Seems ridiculous in retrospect. She was just a medical student who had passed out in the lab. Not a patient going into cardiac arrest or requiring complex surgery. But that’s what flashed through my mind.
I was afraid to practise my art. Afraid to accept responsibility.
Everyone kept staring, myself included now. Finally a grad student raised his voice, “Is anyone here a first-aider?”
I started to reply, “Ye—“
Then a long white coat flashed by me. A tall handsome demonstrator, exactly the kind you’d expect to come zooming out of the sky to save you in a crisis, rushed past and bent over the girl, carrying a first aid kit. I blinked. A senior first-aider! Now maybe I could help.
So I joined him and introduced myself. The girl was already recovering consciousness; she had just fainted momentarily, probably due to tiredness. In a few minutes she could stand, and we sent her home. The tall demonstrator clapped me on the back and went back to work. No harm done.

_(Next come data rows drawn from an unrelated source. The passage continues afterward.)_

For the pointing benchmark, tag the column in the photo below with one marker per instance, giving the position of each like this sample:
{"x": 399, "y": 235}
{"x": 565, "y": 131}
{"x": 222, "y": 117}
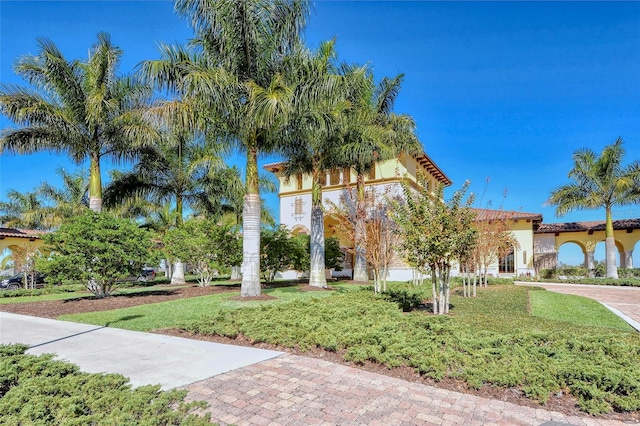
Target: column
{"x": 589, "y": 262}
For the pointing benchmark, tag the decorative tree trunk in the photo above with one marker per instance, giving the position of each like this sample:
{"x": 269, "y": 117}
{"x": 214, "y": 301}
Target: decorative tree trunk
{"x": 251, "y": 215}
{"x": 360, "y": 273}
{"x": 610, "y": 247}
{"x": 95, "y": 185}
{"x": 251, "y": 246}
{"x": 317, "y": 277}
{"x": 178, "y": 273}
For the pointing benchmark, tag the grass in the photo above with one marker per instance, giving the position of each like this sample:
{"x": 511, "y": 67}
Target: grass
{"x": 175, "y": 312}
{"x": 509, "y": 336}
{"x": 574, "y": 310}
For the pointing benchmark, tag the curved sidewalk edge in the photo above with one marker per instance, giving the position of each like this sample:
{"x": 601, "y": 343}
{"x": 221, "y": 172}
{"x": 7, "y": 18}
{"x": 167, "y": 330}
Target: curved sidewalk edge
{"x": 146, "y": 358}
{"x": 623, "y": 301}
{"x": 628, "y": 320}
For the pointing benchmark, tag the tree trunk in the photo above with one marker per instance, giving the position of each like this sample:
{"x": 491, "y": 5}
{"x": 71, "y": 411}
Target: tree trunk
{"x": 250, "y": 286}
{"x": 236, "y": 273}
{"x": 317, "y": 268}
{"x": 434, "y": 293}
{"x": 178, "y": 273}
{"x": 360, "y": 268}
{"x": 610, "y": 247}
{"x": 95, "y": 184}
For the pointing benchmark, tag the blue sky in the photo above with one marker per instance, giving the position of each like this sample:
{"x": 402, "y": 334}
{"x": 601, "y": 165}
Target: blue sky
{"x": 504, "y": 91}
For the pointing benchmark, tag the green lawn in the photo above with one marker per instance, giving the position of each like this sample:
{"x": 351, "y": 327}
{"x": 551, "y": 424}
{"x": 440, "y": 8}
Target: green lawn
{"x": 573, "y": 309}
{"x": 509, "y": 336}
{"x": 175, "y": 312}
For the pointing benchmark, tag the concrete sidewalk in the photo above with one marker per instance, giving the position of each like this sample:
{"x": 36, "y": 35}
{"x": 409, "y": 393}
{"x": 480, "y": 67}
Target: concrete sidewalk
{"x": 145, "y": 358}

But the incident is still ringing in my mind. I’ve got a long way to go before I’m out there on my own, but it scares me. Both that I hesitated, and that I was afraid to perform my duty. The first duty of a doctor. I’m safely ensconced in preclinical medicine now, with supervisors looking over my shoulder to clean up any messes I make, but it’s only a matter of years before I find myself in a white coat and having to tend to real patients. And when that time comes, I pray I do not hesitate.